[2015-07-13T13:32:17.017] _slurm_rpc_update_job complete JobId=4275962 uid=1260 usec=754 [2015-07-13T13:32:17.062] _part_access_check: uid 4294967294 access to partition teamoxford denied, bad group [2015-07-13T13:32:17.063] _part_access_check: uid 4294967294 access to partition idle denied, bad group [2015-07-13T13:32:17.063] _part_access_check: uid 4294967294 access to partition desktopBigMem denied, bad group [2015-07-13T13:32:17.063] update_job: setting partition to lud54 for job_id 4275963 Any idea how slurm got those uid? One of our user try to update his job using his own script/bash function. qu() { ### Queue Update if [[ -n "$1" ]]; then grep -v JOBID | awk -v pp=$1 '{ print( "scontrol update job="substr($9,1,7)" priority="pp" partition=teamoxford,idle,desktopBigMem,lud54 " ) ; system ( "scontrol update job="substr($9,1,7)" priority="pp" partition=teamoxford,idle,desktopBigMem,lud54 " ) }' else grep -v JOBID | awk '{ print( "scontrol update job="substr($9,1,7)" priority=500 partition=teamoxford,idle,desktopBigMem,lud54 " ) ; system( "scontrol update job="substr($9,1,7)" priority=500 partition=teamoxford,idle,desktopBigMem,lud54 " ) }' fi else echo "qu Error" fi } And some of the scontrol spit out those access denied error. I'm unable to reproduce his issue. Maybe the issue is gone after I restarted slurmctld.

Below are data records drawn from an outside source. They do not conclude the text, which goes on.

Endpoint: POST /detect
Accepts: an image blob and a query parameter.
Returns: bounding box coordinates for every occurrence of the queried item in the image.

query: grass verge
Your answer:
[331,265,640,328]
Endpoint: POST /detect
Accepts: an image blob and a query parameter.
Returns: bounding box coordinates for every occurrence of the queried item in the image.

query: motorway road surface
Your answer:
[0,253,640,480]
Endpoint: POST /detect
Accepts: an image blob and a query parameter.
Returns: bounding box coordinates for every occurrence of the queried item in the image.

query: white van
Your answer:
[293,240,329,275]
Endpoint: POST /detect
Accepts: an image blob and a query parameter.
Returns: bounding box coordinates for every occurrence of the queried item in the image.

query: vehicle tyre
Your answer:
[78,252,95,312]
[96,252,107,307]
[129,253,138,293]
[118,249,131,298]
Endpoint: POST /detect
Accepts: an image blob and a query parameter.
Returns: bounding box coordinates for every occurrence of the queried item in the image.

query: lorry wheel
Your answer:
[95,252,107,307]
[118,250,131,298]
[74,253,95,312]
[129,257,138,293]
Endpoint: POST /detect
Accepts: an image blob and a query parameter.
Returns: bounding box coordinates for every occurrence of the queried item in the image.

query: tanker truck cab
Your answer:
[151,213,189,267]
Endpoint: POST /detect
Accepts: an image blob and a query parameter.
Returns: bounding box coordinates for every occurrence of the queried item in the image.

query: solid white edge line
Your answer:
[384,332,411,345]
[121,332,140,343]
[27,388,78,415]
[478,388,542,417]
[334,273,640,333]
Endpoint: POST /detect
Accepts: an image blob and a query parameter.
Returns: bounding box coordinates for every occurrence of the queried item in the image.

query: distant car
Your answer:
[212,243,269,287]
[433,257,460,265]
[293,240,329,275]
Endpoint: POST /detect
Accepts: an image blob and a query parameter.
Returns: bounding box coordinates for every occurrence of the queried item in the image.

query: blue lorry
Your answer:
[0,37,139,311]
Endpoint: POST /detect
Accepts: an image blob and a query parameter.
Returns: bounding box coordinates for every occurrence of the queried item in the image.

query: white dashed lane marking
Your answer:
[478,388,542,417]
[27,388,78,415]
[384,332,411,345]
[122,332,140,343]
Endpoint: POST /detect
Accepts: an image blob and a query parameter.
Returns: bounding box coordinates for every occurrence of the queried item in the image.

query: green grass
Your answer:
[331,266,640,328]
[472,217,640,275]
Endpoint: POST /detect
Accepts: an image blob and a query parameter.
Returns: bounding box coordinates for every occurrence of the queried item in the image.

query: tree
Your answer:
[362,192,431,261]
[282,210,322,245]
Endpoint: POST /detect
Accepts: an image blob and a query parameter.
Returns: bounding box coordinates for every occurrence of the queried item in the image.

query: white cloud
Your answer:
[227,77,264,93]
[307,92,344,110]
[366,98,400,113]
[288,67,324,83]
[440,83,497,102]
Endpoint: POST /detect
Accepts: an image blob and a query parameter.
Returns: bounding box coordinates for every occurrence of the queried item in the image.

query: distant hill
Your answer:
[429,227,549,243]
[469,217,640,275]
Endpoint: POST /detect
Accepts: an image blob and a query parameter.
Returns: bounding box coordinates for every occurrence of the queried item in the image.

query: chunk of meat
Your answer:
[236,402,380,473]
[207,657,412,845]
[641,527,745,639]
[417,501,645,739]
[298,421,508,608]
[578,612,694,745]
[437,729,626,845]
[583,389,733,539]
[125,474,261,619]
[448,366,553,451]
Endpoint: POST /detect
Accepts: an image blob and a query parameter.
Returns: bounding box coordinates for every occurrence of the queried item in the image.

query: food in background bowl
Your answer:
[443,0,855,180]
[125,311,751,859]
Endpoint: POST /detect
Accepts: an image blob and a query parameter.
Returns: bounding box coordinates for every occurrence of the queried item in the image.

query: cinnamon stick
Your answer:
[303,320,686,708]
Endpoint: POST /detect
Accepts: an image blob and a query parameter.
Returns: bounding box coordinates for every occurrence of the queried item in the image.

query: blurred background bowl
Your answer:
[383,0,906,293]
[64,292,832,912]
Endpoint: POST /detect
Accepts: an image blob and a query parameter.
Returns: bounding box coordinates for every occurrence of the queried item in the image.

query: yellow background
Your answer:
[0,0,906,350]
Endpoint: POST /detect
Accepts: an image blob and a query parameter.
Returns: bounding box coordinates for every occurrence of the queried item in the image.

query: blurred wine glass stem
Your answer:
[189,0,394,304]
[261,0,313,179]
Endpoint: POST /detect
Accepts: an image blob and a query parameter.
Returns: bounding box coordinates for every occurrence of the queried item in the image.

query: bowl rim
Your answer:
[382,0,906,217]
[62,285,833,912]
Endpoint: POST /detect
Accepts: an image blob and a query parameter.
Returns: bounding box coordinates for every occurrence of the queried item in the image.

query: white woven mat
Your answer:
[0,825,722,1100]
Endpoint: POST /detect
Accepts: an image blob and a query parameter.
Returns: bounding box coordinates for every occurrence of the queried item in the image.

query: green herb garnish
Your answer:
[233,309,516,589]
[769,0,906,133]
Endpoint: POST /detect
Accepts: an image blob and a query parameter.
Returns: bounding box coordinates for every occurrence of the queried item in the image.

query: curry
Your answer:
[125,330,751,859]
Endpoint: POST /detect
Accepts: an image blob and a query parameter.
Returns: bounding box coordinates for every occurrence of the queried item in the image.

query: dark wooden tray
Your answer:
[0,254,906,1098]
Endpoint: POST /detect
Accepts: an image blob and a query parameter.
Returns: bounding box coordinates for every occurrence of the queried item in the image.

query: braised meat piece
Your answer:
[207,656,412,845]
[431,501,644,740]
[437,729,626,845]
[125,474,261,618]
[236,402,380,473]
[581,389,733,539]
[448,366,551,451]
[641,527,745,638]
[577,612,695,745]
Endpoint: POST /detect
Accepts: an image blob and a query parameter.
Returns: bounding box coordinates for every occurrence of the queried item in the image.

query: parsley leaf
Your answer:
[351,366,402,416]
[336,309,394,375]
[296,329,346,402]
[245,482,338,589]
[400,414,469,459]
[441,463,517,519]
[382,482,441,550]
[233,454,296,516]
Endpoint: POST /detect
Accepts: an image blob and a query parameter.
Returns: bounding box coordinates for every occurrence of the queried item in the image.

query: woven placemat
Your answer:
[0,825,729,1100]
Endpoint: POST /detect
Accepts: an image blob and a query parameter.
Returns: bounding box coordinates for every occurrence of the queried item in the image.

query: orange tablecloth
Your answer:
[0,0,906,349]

The UID value of 4294967294 (or -1) reported by Slurm comes from the request's credential, which is generated by Munge. Munge initializes the UID and GID in its credentials with a value of -1. That gets changed once the credential is decoded. Munge should log an error otherwise. If you look at the Munge logs on both the client and server you should find some indication of why there was a failure. There may also be a munge error in slurmctld's log file before the lines you included in the first message. My best guess is that user does not have an account on the node where slurmctld runs. They don't need login access, but the account should exist. The default Munge log file location is "/var/log/munge/munged.log"
Were you able to determine the sourced of the bad Munge credential?
I'm unable to trace the cause and It seems like this has not happened anymore Thanks Moe, Akmal
What was the real id of that user? David
His real id is 1260 Akmal